Quick update!
I started this post about 2 weeks ago when I was feeling very sad having just found out I was having a boy when I thought (for no good reason really) and wanted (really, because of the clothes and the idea of being best friends like my mum and I are) a girl!
Anyway, I think everyone's answers have been so helpful and inspiring. It's so wierd, I felt I was totally alone and a total freak for feeling negative about having a boy and it was amazing to discover that there are other people out there that feel/have felt the same way.
Two weeks on, and I feel completely differently about things. I still feel a sense of disbelief that it is a boy, but I feel excited about it too. I'm sure I would have felt nothing but happiness had it been a girl, but pregnancy is up and down anyway, and so far emotionally I've had a really easy time. So a blip that lasts less than two weeks doesn't seem like the end of the world!
Worst thing of all - on my inlaws side, the sentence 'its a boy, but she wanted a girl' has now become a kind of fact. I felt as though unless I did something the words 'she wished he was a girl' would end up on my bloody tombstone!
Anyway, yesterday, out of a surge of protectiveness for my little boy I phoned them and said enough if enough, and my reaction (which should have been private anyway but my other half has a big mouth) must never be talked about again. I explained that I had expected a girl and had experienced an emotional reaction to news of a boy, but that I am pregnant and that can happen. And told them that I have no concerns now about having a boy (not strictly true but mostly true and getting truer by the day) and that I never want to hear another word on how I wanted a girl.
My MIL in particular has been driving me crazy by saying things (in a quasi-soothing voice) like 'next time, next time it will be a girl' so I poitned out that this is my first baby and their first grandchild and I will absolutely not have him wished away in favour of thinking the next one might be a girl.

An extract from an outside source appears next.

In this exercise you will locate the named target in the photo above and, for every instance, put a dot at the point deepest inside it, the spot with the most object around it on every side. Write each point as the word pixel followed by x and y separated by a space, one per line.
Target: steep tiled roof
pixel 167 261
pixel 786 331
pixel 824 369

They were both quite surprised at me telling them off like that, but you know, it has to be done! All I could think was this is my little boy, he's coming, he's a real person (imagine if they end up telling him 'she wanted a girl') and I will not have him effecitvely slated for something that is a) not his fault and b) when he hasn't even been born yet!!! (I think this is known as maternal instinct!?)
My other half - althiough slightly mortified I told off his parents - is pleased that I am now defending the baby and feeling postive about it. There is no doubt that had it been a girl, I would not have had this emotional blip, but these things do pass and I already feel that I love my son and most importantly he is my baby and I am lucky he is coming at all. And nothing has made me shift my opinion towards boys than reading all these posts on Mumsnet.